A D-minus for Queensland pollies

A D-minus for Queensland pollies

For Australia’s third largest gay community, the Queensland state election was a slap in the face.
GLBT Queenslanders have been crying out for inclusion in upcoming adoption reforms, while the state remains the only one with an unequal age of consent for anal sex.
But despite a January Galaxy poll showing over half of Queenslanders support same-sex marriage and civil unions (a good indication of intentions on other equality issues), gay equality was left off the agenda by both the majors, while the Greens made a piss-poor effort in courting the pink vote.
The big surprise of the campaign was the conservative Liberal-National Party buying full-page ads in the pink press and taking questions from gay journos seriously despite promising no real reform.
In comparison, just one Labor candidate advertised while the Greens were notably absent. Both parties’ response to queries from the gay press was summed up in an editorial in QNews: We would like to quote Premier Bligh’s and the Greens commitments, however we have nothing to report.
While the Queensland Greens are touting this as their most successful campaign ever, they barely moved in the poll, with a miniscule gain of 0.1 percent statewide.
With voter disquiet over the Traveston Dam and a major environmental disaster in the form of an oil slick coating Queensland beaches mid-campaign, this should have been a dream run for any environmental party. Instead they barely made ground.
They also made poor use of online resources, with just a handful of updates to their website (the tattiest of all the Greens’ state branches) during the entire campaign.
The words -˜gay’ and -˜lesbian’ didn’t even appear in the Queensland Greens online manifesto. With some deep digging I identified just one policy of relevance to pink voters: Apply anti-discrimination laws to all educational institutions, public and private.
The Greens may know they’re the most committed in the state when it comes to GLBT equality but it doesn’t help them if GLBT people don’t know that. They cannot afford to take the pink vote for granted.
If there’s one consolation, it’s that Family First’s support more than halved. Queenslanders were previously the party’s biggest supporters outside South Australia, so if they can’t get a hearing in Queensland, they’re unlikely to get one anywhere.

You May Also Like

2 responses to “A D-minus for Queensland pollies”

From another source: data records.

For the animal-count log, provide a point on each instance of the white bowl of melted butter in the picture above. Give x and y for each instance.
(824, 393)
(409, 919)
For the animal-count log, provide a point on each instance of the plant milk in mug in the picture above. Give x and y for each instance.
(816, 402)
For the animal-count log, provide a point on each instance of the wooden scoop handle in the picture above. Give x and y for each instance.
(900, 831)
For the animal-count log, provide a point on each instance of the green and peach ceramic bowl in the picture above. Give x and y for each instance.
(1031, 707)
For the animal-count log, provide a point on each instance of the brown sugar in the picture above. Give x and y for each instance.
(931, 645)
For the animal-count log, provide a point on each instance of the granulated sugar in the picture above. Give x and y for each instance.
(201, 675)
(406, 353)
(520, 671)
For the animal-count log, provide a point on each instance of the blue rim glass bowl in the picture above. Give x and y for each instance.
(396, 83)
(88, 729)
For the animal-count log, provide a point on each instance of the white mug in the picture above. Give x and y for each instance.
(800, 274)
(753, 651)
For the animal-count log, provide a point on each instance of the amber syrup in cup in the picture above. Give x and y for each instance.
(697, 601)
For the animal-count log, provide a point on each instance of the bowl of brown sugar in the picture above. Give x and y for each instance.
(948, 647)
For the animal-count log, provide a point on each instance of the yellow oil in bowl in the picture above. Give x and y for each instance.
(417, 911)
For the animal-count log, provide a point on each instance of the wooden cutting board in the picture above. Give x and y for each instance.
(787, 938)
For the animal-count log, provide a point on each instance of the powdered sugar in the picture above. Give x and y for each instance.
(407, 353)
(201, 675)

  1. “It sickens me that a criminal can get married in jail if he or she wants to, but I can’t get married despite being a good and loving person.”

    Shan, that’s an excellent point and one I’ve been thinking about for some time now- we are constantly told that marriage is not for gays because it’s about raising children- yet rapists, murderers and others who have proved beyond the shadow of a doubt that they are unfit to be parents have never, not in this century or in the past, been barred from marriage, and many jurisdictions allow such individuals to marry while still serving out their sentences. Surely the message that sends to gay kids is that the very worst of heterosexual relationships are better than the very best of ours.

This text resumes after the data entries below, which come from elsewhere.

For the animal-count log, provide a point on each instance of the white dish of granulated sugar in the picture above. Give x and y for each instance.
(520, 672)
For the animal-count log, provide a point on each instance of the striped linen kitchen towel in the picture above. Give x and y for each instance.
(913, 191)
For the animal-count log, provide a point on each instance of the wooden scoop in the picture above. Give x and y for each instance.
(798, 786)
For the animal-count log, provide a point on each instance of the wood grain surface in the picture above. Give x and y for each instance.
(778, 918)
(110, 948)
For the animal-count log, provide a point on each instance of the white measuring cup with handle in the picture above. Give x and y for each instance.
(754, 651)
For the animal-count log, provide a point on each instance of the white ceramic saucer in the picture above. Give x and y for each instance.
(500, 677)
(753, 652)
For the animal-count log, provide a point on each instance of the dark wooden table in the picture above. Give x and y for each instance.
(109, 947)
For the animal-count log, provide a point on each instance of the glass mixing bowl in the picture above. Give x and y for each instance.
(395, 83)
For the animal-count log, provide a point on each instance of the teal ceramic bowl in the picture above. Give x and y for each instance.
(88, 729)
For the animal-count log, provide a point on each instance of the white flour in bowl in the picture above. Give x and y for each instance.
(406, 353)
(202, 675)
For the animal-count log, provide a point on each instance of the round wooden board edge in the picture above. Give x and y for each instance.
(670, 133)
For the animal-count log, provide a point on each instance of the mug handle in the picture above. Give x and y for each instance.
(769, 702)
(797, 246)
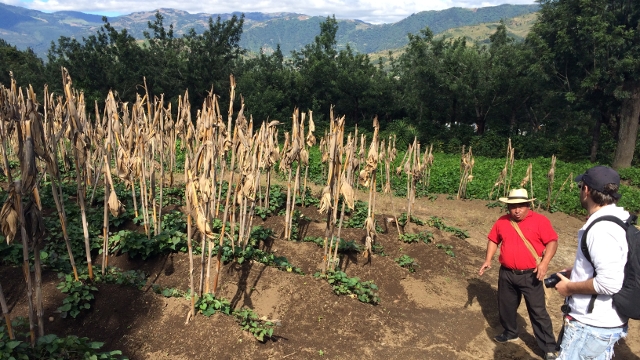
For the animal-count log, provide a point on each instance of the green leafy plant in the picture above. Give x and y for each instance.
(364, 291)
(209, 305)
(344, 246)
(249, 321)
(437, 223)
(406, 262)
(170, 291)
(79, 296)
(402, 220)
(494, 204)
(378, 249)
(424, 236)
(114, 275)
(247, 318)
(448, 249)
(50, 346)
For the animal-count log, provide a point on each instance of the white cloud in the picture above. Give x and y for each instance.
(374, 11)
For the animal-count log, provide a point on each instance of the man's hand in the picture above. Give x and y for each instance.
(485, 266)
(563, 286)
(541, 271)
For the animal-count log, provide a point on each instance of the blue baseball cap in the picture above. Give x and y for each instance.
(598, 177)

  2. Queensland is backward with regards to many things when compared to the rest of Australia and yet they want to be the smart state or a state ahead of all others. Well here’s a clue, start with making all your tax paying citizens equal under the law, rather than discriminating when it suits you.

    It sickens me that a criminal can get married in jail if he or she wants to, but I can’t get married despite being a good and loving person.